Kimi fundemantalist, radikal dinci örgütler ve özellikle de Ortadoğu halkları bir direniş mücadelesi içerisinde olsalar bile BOP stratejisi kademe kademe uygulanmaktadır. Uzun vadede ne tur gelişmelere yol açacağı bilinmez. Köklü geleneklere sahip Ortadoğu halkları kolay kolay teslim olmayacaklardır. Ama kısa vadede kimi noksanlıkları olsa da ciddi gelişmeler yaşandığı da bir gerçektir. Avrasya stratejisinin başarısı bu kalenin düşürülmesinden geçiyor. Bunun için farklı tarihlerde ülkeler işgal ediliyor, yönetim değişikliğine gidiliyor, içten içe ülkeler zayıflatılıyor, kurulu rejimlere yon verilip muhtevaları değiştiriliyor. 
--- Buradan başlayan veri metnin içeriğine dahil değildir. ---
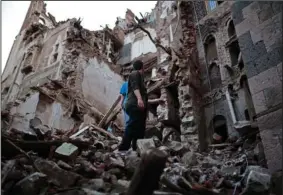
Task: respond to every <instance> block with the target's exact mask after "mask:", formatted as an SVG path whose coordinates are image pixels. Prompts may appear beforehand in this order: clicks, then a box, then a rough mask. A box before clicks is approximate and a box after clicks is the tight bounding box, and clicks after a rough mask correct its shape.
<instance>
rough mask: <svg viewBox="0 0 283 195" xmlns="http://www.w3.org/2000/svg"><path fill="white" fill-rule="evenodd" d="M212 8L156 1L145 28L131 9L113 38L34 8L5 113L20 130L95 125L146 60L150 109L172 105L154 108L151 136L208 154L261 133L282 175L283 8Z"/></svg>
mask: <svg viewBox="0 0 283 195" xmlns="http://www.w3.org/2000/svg"><path fill="white" fill-rule="evenodd" d="M214 3H215V4H213V3H212V4H210V3H209V1H189V2H179V1H177V2H176V1H158V2H157V4H156V6H155V8H154V9H153V10H152V12H151V13H150V14H147V15H145V16H144V17H143V18H138V17H135V15H134V13H132V11H131V10H129V9H128V10H127V12H126V14H125V19H123V18H117V21H116V26H115V28H114V29H113V30H111V29H108V28H105V29H103V30H102V31H88V30H86V29H84V28H82V26H81V25H80V21H78V20H76V19H71V20H68V21H64V22H56V20H55V18H54V17H53V16H52V15H49V16H47V15H46V14H45V12H46V10H45V6H44V4H43V3H38V2H32V3H31V7H30V9H29V11H28V14H27V17H26V19H25V21H24V24H23V27H22V30H21V32H20V34H19V35H18V37H17V39H16V40H15V43H14V45H13V48H12V51H11V54H10V57H9V59H8V63H7V65H6V67H5V70H4V73H3V75H2V85H3V90H2V99H3V100H4V101H3V102H4V104H5V105H7V103H8V102H13V103H17V104H18V105H17V106H14V107H13V108H12V109H11V112H12V113H14V114H15V113H21V115H23V116H24V118H25V122H21V120H18V118H17V117H16V119H13V120H14V121H15V122H14V124H13V125H14V126H13V128H15V129H17V128H20V125H23V126H24V130H25V131H28V129H29V125H30V123H31V122H32V123H36V121H37V122H38V121H41V123H44V124H45V125H49V126H52V127H54V128H59V129H63V130H67V129H70V128H75V127H76V125H78V124H77V123H78V120H79V122H81V121H84V119H82V118H92V119H93V120H94V121H95V122H97V120H99V118H101V116H103V113H105V112H106V111H107V109H109V107H110V106H111V104H112V103H113V102H114V101H115V98H116V97H117V95H118V92H119V88H120V85H121V83H122V79H121V77H120V75H122V76H125V77H127V76H128V75H129V74H130V72H131V71H132V67H131V64H132V63H133V62H134V61H135V60H138V59H139V60H142V61H143V62H144V65H145V82H146V85H147V88H148V92H149V97H150V99H154V98H162V99H163V100H165V102H164V103H163V104H159V105H158V104H154V105H151V106H150V108H149V111H150V113H149V117H148V121H147V127H148V128H151V129H152V128H158V129H161V131H162V129H163V132H162V133H161V134H163V135H165V137H166V139H168V140H170V139H180V138H181V139H182V140H188V139H190V140H194V143H195V144H192V145H191V146H190V147H196V148H197V147H199V149H201V150H205V149H206V148H207V146H208V144H211V143H212V142H213V141H215V140H214V138H215V137H221V138H222V141H226V140H228V139H230V138H231V139H232V138H234V137H236V138H237V137H239V136H242V135H246V134H248V133H252V132H254V131H257V130H258V129H259V131H260V135H261V139H262V142H263V146H264V150H265V155H266V158H267V165H268V167H269V169H270V170H271V171H276V170H277V169H280V168H281V161H282V152H281V146H282V135H281V134H282V127H281V124H282V122H281V118H280V117H281V115H282V108H281V105H282V102H281V101H282V100H281V99H282V90H281V87H282V36H281V34H282V3H281V2H247V1H237V2H234V1H215V2H214ZM40 21H41V22H40ZM149 35H150V36H149ZM119 74H120V75H119ZM48 76H49V78H48ZM50 79H53V81H52V82H51V83H52V85H51V84H50V83H49V80H50ZM54 80H55V81H54ZM58 83H59V84H58ZM58 85H59V86H58ZM39 86H43V88H40V89H41V91H39V89H38V87H39ZM62 86H63V87H62ZM31 88H32V89H35V90H37V92H36V93H32V94H31V91H30V89H31ZM62 88H63V89H62ZM51 89H52V90H51ZM43 94H45V96H44V95H43ZM68 94H69V95H68ZM22 97H24V100H22V101H20V100H19V98H22ZM48 97H49V99H48ZM74 97H75V98H74ZM50 98H51V100H50ZM54 99H55V101H54ZM78 99H81V100H84V102H80V101H78ZM31 101H35V102H38V103H37V106H31V104H30V102H31ZM74 101H78V102H77V103H76V106H74V104H73V103H72V102H74ZM80 106H81V107H83V110H84V111H83V112H82V111H78V108H80ZM70 110H71V111H70ZM97 110H99V111H100V112H98V111H97ZM29 113H31V114H29ZM63 113H69V115H68V116H69V118H68V117H65V115H64V114H63ZM74 113H75V114H74ZM93 114H94V115H93ZM74 115H75V116H77V115H79V117H74ZM56 117H57V119H56V120H55V119H54V118H56ZM78 118H79V119H78ZM38 119H39V120H38ZM19 121H20V122H19ZM159 134H160V133H159ZM173 134H174V135H175V136H170V135H173ZM180 135H181V136H180ZM168 140H167V141H168ZM275 157H276V158H275Z"/></svg>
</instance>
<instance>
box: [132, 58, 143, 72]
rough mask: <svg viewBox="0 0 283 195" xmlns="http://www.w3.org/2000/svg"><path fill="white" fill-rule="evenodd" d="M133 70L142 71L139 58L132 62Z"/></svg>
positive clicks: (141, 66)
mask: <svg viewBox="0 0 283 195" xmlns="http://www.w3.org/2000/svg"><path fill="white" fill-rule="evenodd" d="M133 68H134V70H137V71H139V72H140V73H143V62H142V61H140V60H137V61H135V62H134V63H133Z"/></svg>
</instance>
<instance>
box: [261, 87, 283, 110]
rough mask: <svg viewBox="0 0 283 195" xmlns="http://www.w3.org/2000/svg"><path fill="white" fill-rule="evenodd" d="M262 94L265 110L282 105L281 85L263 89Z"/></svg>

BOP stratejisin de PKK’nin yeri?

Kürtler Ortadoğu’nun en kadim halkları arsında geliyor. Ortadoğu’nun zengin etnik yapısı içerisinde eriyip yok olmadan bin yıllardır kendini ayakta tutan ender halklardandır. Köklü kültürel değerleri, varlığını muhafaza etmede önemli bir faktör olmuştur. PKK hareketiyle bu kültürel değerler ete- kemiğe bürünerek, ideolojik ve siyasal bir güç konumuna gelmiştir.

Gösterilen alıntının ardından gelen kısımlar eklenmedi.